Barbecue, cool trick play make for fun in sun
April 17, 2010 - 11:00 pm
Here is what I learned about UNLV's spring football game/scrimmage/fine excuse to hold a Memphis Championship Barbecue on a tranquil Saturday afternoon:
I learned that first-year coach Bobby Hauck thinks a full-fledged spring game is pretty much a waste of time (I hear you, Coach). Also, he likes practicing spring football in Las Vegas better than he did in Montana, because it doesn't snow in April here. And he hates peas, because his mom made him eat them when he was a child (I hear you again, Coach).
I learned that playing for the scout team is bad enough without having to wear bright orange shower caps on your helmet. I learned most fans and the marching band think offense, not defense, wins championships, because the only time they cheered and blew their horns were on scoring plays. I learned that Hauck, despite being partial to a traditional, grind-it-out offense, has a cool trick play up his sleeve, though I refuse to divulge what it is, because Wisconsin spies are more ubiquitous than Lady Gaga.
Finally, I learned that the drone of a radio-controlled model airplane flying beyond the scoreboard on a tranquil Saturday afternoon will put you to sleep, but not nearly as fast as the drone of the third-string offense running off tackle plays against the third-team defense.
THREE UP
■ BE LIKE MIKE: Cincinnati Reds pitcher Mike Leake became the 21st player since the baseball draft was instituted in 1965 to skip the minor leagues and go straight to The Bigs.

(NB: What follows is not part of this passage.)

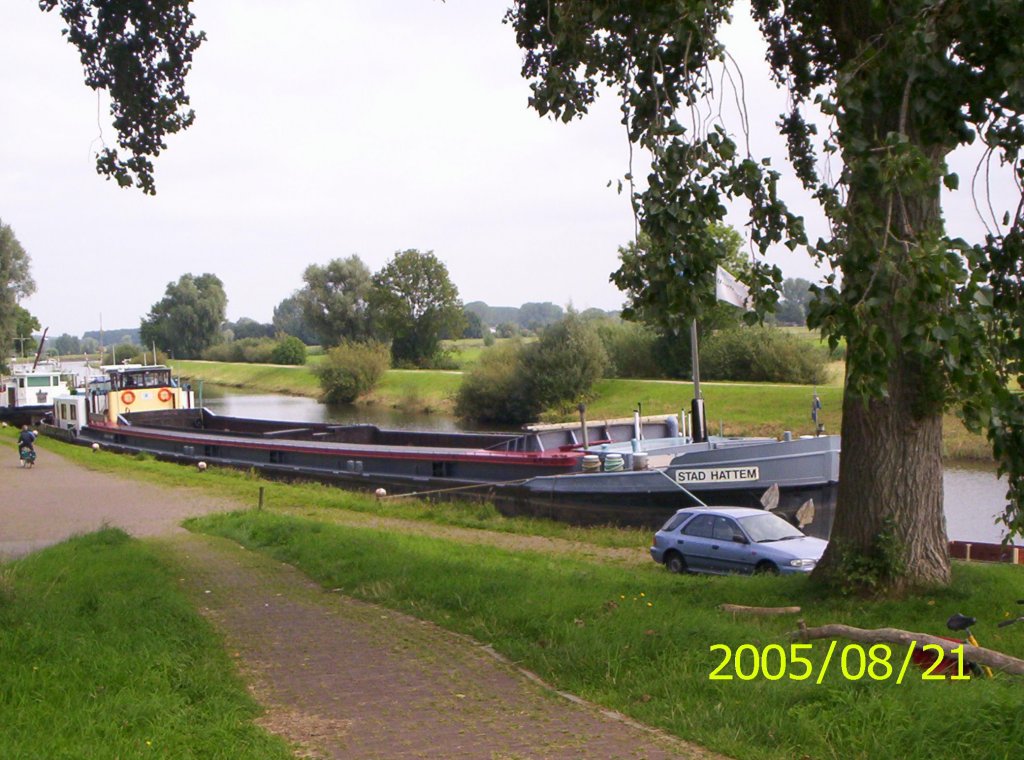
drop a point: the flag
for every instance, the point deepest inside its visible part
(730, 290)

But Leake's jump from Arizona State with a season of fall league ball and extended spring training is not as significant as leaping from prom night to pitching a complete game for the Oakland Athletics, which is what Mike Morgan did in 1978 about a week after graduating from Valley High School.
■ ROLLS REUSS: I believe for every serial buttocks fondler in pro sports there are at least two guys who respect women and otherwise get it. On April 10, Jerry Reuss, who spent 22 seasons in the major leagues and once tossed a no-hitter for the Dodgers, spent his morning serving as public-address announcer at Opening Day of the Las Vegas Miracle League for special-needs children. He was not accompanied by off-duty state troopers serving as bodyguards.

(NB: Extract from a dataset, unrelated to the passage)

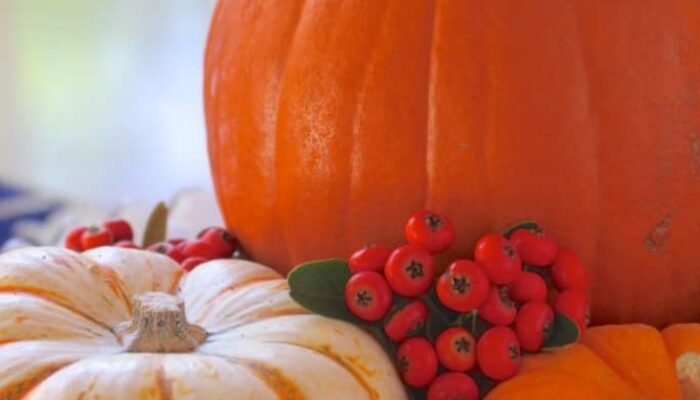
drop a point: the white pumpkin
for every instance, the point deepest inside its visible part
(67, 333)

■ WHO OWN DA WRANGLERS?: You might have read that someone supposedly is buying the Wranglers hockey team but won't be moving it to Florida, like the Charlestown Chiefs in the movies. This is great news for Las Vegas hockey fans as well as Mini-Kiss fans but bad news for Tim "Dr. Hook" McCracken, coach and chief punk on that Syracuse team.
THREE DOWN
■ EL RINGO LOCO: The Casa Grande (Ariz.) Locomotives -- about the only thing our United Football League team does here is play games -- protected 20 players from being selected by the expansion Mutuals of Omaha. The Locos also protected their championship rings from being videotaped by KLAS-TV Channel 8. After cameras were turned away, Chris Maathuis, Channel 8's normally mild-mannered sports director, used words such as "joke" and questioned the UFL's long-term viability. On the air, even.

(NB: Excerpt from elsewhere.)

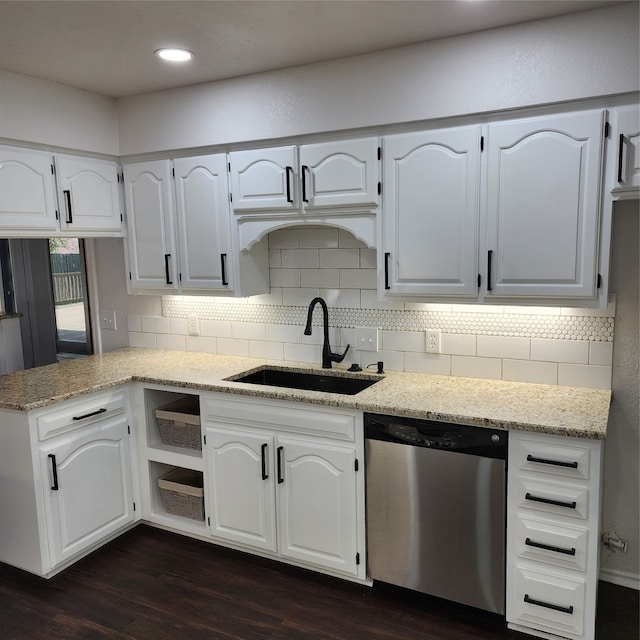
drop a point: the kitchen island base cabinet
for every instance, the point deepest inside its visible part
(280, 482)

■ NORMAL OCCURRENCE: After losing to the Fighting Farokhmaneshs and Northern Iowa in a matchup of Missouri Valley and Mountain West conference teams that meant something, UNLV will travel to Normal, Ill., to tangle with Illinois State in year two of the regular-season MWC-MVC Challenge that means little. Is it too late to start a Mountain West-Pac-10 Challenge?
■ SWINGING FOR THE (BARBED WIRE) FENCES: O.J. Simpson apparently has grown so weary of playing poker for Camels at the Lovelock Correctional Center that he has started playing baseball to while away the time. As one Internet website reader put it, "If the mitt don't fit, O.J. must sit."